L’ancien président ivoirien M. Laurent Gbagbo a appelé, le 29 janvier 2023, la CEDEAO à créer une force antiterroriste qui comprendra « tous les militaires de tous les pays » de l’espace communautaire.
Par Nicolas Bazié
« Pourquoi le colonel Assimi Goïta a pris le pouvoir au Mali et il est soutenu par la population ? Il faut étudier çà ; pourquoi Ibrahim Traoré (au Burkina Faso) a pris le pouvoir et puis il est soutenu par la population ? Il faut étudier cela. » a lancé le 29 janvier 2023, l’ex-président ivoirien M. Laurent Gbagbo.
Pour l’ancien chef de l’Etat ivoirien, « c’est parce qu’ils ont promis de lutter contre les djihadistes et qu’ils luttent contre les djihadistes» qu’ils ont le soutien de leurs peuples. En effet, lorsque les présidents Goïta du Mali et Traoré du Burkina ont pris le pouvoir, respectivement en 2020 et en 2022, ils ont tous deux mis en avant la lutte contre le terrorisme.
Cela a même provoqué plusieurs manifestations spontanées de soutien du côté du Mali et du Burkina Faso.
L’ex-président Gbagbo, qui était en visite à Bayota, chef-lieu de la commune de Gagnoa, dans le centre de la Côte d’Ivoire, a affirmé que le président de la Transition au Burkina Faso, le capitaine Ibrahim Traoré « n’est même plus à son bureau, il est sur le terrain.»
L’ex-président ivoirien trouve que les élections ne peuvent pas régler le problème du terrorisme dans ces pays et la CEDEAO, selon lui, devrait comprendre cela.
Voici ses propos : « Au lieu que la CEDEAO prenne des communiqués pour leur (Ibrahim Traoré et Assimi Goïta) donner des ordres méchants et les obliger à faire des élections comme si les élections pouvaient régler le problème du djihadisme, non, je propose à la CEDEAO de créer une brigade anti-djihadiste. »
Cela peut contribuer à résoudre deux soucis, fait-il savoir, : « En créant la brigade anti-djihadiste, on résout deux problèmes, premièrement, on lutte contre le djihadisme, (notamment contre le banditisme terroriste) et, deuxièmement, on évite d’appeler au secours des troupes européennes. »

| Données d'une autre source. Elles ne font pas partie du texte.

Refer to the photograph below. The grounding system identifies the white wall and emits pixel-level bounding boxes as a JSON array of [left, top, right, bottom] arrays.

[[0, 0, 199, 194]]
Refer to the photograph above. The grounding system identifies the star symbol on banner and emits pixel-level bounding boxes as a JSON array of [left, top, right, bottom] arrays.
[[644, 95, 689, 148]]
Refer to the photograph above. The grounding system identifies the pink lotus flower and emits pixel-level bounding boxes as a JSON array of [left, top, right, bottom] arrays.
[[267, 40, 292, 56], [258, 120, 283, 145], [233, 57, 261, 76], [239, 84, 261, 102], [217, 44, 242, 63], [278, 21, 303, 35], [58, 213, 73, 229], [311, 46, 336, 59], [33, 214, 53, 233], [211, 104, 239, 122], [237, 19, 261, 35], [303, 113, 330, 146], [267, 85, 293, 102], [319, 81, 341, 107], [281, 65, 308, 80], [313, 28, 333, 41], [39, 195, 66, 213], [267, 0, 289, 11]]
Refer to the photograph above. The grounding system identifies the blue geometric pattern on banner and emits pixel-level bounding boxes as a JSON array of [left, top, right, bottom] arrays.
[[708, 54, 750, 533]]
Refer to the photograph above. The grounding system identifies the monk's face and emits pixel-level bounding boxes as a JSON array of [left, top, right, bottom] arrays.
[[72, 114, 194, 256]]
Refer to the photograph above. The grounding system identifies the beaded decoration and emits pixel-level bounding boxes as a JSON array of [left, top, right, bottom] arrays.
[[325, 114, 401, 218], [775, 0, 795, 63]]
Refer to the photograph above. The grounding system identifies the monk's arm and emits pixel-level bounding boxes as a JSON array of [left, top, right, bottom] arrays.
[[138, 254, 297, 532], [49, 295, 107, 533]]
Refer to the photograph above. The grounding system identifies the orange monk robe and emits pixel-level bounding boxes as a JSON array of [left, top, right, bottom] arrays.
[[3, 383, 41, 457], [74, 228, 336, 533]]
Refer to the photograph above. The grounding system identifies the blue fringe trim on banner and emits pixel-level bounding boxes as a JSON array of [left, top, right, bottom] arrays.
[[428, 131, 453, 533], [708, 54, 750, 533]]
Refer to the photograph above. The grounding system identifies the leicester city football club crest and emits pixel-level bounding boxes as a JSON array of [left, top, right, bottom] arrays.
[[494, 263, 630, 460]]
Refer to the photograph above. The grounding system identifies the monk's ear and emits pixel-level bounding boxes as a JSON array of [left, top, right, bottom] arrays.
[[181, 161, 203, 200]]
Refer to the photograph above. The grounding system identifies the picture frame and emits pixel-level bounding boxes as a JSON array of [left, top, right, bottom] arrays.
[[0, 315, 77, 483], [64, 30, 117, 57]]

La brigade, poursuit-il, doit comprendre « tous les militaires de tous les pays de la CEDEAO et ceux-ci doivent se mettre en mouvement et en patrouille pour lutter contre le djihadisme. »
Pour l’ancien président Laurent Gbagbo « si on ne fait pas cela, c’est qu’on n’a rien fait. »
La CEDEAO, visiblement, ne supporte plus les coups d’Etat et elle entend y remédier avec une stratégie. Celle-ci repose sur la création d’une une force militaire qui « pourrait contribuer à mettre fin aux crises politiques et institutionnelles qui secouent la région depuis quelques années».
En juillet 2022, M. Umaro Sissoco Embalo, Président de la Guinée-Bissau et Président en exercice de l’organisation ouest-africaine avait déclaré qu’il fallait créer cette force.
Il avait notamment dit : « On ne peut pas penser que pour arriver au sommet de l’Etat, c’est un « fast-track » […] Il y a des procédures pour devenir chef d’Etat. Il faut que nous soyons tous républicains. C’est le peuple qui a le droit de sanctionner les dirigeants, même si les peuples sont parfois aussi complices. ».
Six mois après cette déclaration, soit le 4 décembre 2022, les chefs d’Etat de la CEDEAO s’étaient engagés, à Abuja, au Nigéria, à créer cette force régionale pour faire face au terrorisme et aux coups d’État afin de ramener la sécurité et la stabilité dans la région.
Cependant, le 19 décembre 2022, en Guinée Bissau, les chefs d’états-majors de la CEDAO avaient tenu une réunion extraordinaire qui avait débouché sur des constats qui projettent un avenir sombre pour l’opérationnalisation de la force anti-putsch et anti-terroriste en Afrique de l’Ouest. Ce comité estimait la mise en œuvre de cette force « complexe » et « difficile.»
Depuis 2020, la sous-région a connu deux coups d’Etat au Mali, deux autres au Burkina et un en Guinée. Des tentatives de coups d’Etat ont été signalées en Guinée-Bissau et en Gambie le 20 décembre 2022.